Eberhard Birnacks Kunden sind recht verschieden. Früher wie heute brauchen Landwirte Brunnen, vor allem, um Vieh zu tränken. Unternehmen brauchen Brunnen, um Kühlwasser zu gewinnen. Autowaschanlagen lassen sie bauen, damit das Waschwasser zirkuliert. Löschwasser war ist und bleibt ein großes Thema, das vielleicht – wenn es trockener wird, – noch an Relevanz gewinnt. Nicht zu unterschätzen sei Birnack zufolge auch der Wasserbedarf von Sportplätzen und von Friedhöfen. „Sie ahnen nicht“, sagt er, „wie viel Wasser die Menschen auf Friedhöfen vergießen.“ Ums Gießen geht es auch den Gartenbesitzern, für die Birnack Brunnen bohrt. Ein neuerer Stern, der noch immer im Steigen begriffen ist, ist die Dreifaltigkeit von Brunnen, Bewässerungsanlage und Mähroboter. Herr Birnack formuliert das so: „Die Leute wollen ein Eigenheim, wollen Rasen, wollen in den Urlaub fahren, und möchten, dass derweilen alles gepflegt aussieht.“
Wofür Wasser vergossen werden darf, ist heute – anders als früher – eine moralische Frage. „Hättest du früher einem Bauern gesagt, du wolltest das Brunnenwasser, das mühevoll nach oben gepumpt werden muss , im Sommer auf deine Wiese schütten, damit sie grün bleibt – er hätte dir den Vogel gezeigt.“ Heute gilt, wer seinen Rasen sprengt, nicht als Spinner, sondern als schlechter Mensch. Weil Herr Birnack kein Moralist sondern ein Techniker ist, sieht er nicht gut oder böse – sondern er sieht ein Verhältnis. Er rechnet vor: „500 Kubikmeter Wasser entnimmt ein Gartenbesitzer – wenn er viel verbraucht – im Jahr. Ein Wasserwerk pumpt dieselbe Menge in einer Stunde nach oben.“ Abnehmer, die das Zeug hätten, im Landkreis den Grundwasserspiegel zu beeinflussen, seien Großunternehmen wie Tesla.

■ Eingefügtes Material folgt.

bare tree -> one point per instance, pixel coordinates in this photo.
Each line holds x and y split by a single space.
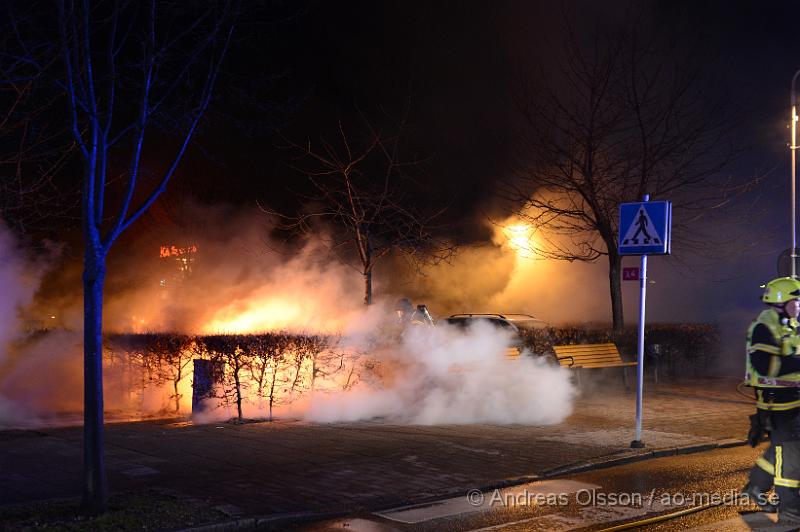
33 149
233 350
174 353
361 188
125 69
621 117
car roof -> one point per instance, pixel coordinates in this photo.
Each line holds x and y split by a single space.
521 320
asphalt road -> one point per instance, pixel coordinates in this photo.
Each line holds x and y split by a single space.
593 500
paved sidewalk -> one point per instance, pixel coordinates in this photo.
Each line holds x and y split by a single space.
291 466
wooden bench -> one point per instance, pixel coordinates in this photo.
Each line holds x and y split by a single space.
591 356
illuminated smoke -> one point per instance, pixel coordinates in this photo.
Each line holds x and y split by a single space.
448 375
239 284
19 279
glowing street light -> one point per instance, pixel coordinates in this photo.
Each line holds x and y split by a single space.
519 238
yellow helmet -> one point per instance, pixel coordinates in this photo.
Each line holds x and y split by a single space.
781 290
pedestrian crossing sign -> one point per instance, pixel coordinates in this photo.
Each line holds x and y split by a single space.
645 228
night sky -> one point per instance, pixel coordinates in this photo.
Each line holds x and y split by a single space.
457 69
297 69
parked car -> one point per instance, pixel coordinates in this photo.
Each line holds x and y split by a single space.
513 323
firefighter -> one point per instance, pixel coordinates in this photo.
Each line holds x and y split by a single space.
773 370
406 315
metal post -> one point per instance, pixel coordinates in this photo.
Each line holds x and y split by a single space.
793 149
637 443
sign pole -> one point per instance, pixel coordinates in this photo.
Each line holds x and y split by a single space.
637 443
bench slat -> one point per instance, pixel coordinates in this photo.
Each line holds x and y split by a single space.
590 356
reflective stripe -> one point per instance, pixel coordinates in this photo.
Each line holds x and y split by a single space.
777 407
787 483
764 464
779 479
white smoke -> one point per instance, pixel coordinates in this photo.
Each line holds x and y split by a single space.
19 279
449 375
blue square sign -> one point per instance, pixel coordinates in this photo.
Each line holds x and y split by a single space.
645 228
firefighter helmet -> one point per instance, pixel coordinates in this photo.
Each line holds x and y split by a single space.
404 305
781 290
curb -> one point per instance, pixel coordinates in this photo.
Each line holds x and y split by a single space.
267 522
639 456
281 521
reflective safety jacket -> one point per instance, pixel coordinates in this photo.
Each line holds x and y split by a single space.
773 367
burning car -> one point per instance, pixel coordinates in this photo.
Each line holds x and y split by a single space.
513 323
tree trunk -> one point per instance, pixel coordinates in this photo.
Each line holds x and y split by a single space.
95 487
614 271
238 391
177 395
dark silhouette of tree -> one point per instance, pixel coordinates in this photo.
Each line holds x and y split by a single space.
621 116
33 149
137 78
362 191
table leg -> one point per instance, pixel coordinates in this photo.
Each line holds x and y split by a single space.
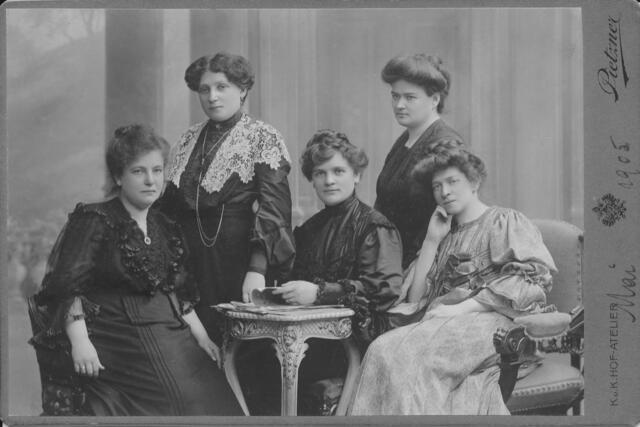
290 349
231 373
353 356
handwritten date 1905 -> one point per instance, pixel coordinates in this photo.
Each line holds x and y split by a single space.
628 177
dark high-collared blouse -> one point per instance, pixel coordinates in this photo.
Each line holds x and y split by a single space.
353 252
237 163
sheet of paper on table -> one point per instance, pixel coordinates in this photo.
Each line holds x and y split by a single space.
265 302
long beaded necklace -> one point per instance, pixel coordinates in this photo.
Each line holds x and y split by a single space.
206 240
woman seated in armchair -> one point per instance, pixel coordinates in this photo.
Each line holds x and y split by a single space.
479 267
348 253
116 305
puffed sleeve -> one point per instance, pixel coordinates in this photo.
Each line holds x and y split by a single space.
71 267
181 268
377 286
524 266
271 240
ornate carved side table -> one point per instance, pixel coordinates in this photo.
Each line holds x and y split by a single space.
289 331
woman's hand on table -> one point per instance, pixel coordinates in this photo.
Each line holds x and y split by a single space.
298 292
252 280
212 350
85 358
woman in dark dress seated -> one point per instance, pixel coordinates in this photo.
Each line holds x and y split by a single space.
119 297
419 86
348 253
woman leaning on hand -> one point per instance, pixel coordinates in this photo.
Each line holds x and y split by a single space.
228 189
419 86
119 289
479 267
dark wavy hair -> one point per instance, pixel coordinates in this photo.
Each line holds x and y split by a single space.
324 144
236 67
443 156
423 70
128 144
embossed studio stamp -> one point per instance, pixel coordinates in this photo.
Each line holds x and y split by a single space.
609 75
610 209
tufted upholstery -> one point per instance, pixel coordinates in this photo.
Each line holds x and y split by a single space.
557 383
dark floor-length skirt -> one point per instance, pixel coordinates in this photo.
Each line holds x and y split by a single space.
153 364
220 269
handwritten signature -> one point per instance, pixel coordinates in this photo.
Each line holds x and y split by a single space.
623 301
608 76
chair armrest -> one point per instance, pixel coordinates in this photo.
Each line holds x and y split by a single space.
546 332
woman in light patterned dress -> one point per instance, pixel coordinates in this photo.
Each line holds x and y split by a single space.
479 267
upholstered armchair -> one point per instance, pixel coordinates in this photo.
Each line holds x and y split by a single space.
543 352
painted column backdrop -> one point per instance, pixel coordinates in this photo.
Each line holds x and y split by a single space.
76 75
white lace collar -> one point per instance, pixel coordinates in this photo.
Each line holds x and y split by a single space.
249 142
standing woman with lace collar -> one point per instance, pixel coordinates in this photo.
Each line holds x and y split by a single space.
228 189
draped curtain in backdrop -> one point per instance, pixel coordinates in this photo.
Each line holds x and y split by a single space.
516 95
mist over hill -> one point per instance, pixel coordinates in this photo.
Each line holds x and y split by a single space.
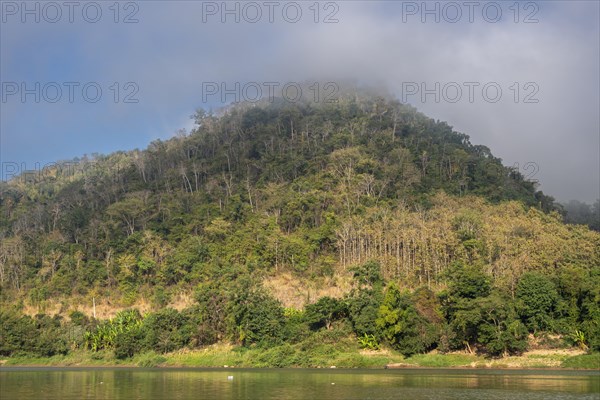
364 190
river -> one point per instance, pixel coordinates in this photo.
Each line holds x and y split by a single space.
411 384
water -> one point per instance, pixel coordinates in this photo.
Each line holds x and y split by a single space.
178 384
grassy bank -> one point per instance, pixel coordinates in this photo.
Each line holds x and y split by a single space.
321 356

Die Kragenweite von Herrn Birnacks Kunden ist das nicht. Ihnen ist gemeinsam, dass sie in diesen Größenordnungen dem Erdreich niemals Wasser entziehen werden. Gemein ist ihnen auch, dass es Handwerksbetriebe, die für ihren Bedarf Brunnen bauen, bald nicht mehr geben wird. Eberhard Birnack wird in den nächsten Jahren in Rente gehen. Bisher hat sich noch kein Nachfolger gefunden.
In der Zukunft, schätzt Birnack, werden wenige und dafür größere Firmen für Brunnenbau das Rennen machen. Menschen, die rund um Beeskow wohnen und einen Brunnen benötigen, werden für teurere Technik und weitere Anfahrten sehr viel höhere Preise berappen müssen. Einer jungen Frau, die ein Haus gekauft hat, das weit draußen liegt, wird niemand sagen können, wo ihre Brunnenschacht liegt, wenn über seinen Deckel Gras gewachsen ist. Oder wie tief gebohrt werden muss, wenn sie wirklich einen neuen braucht. Der Wissensschatz des lokalen Brunnenhandwerks wäre verloren.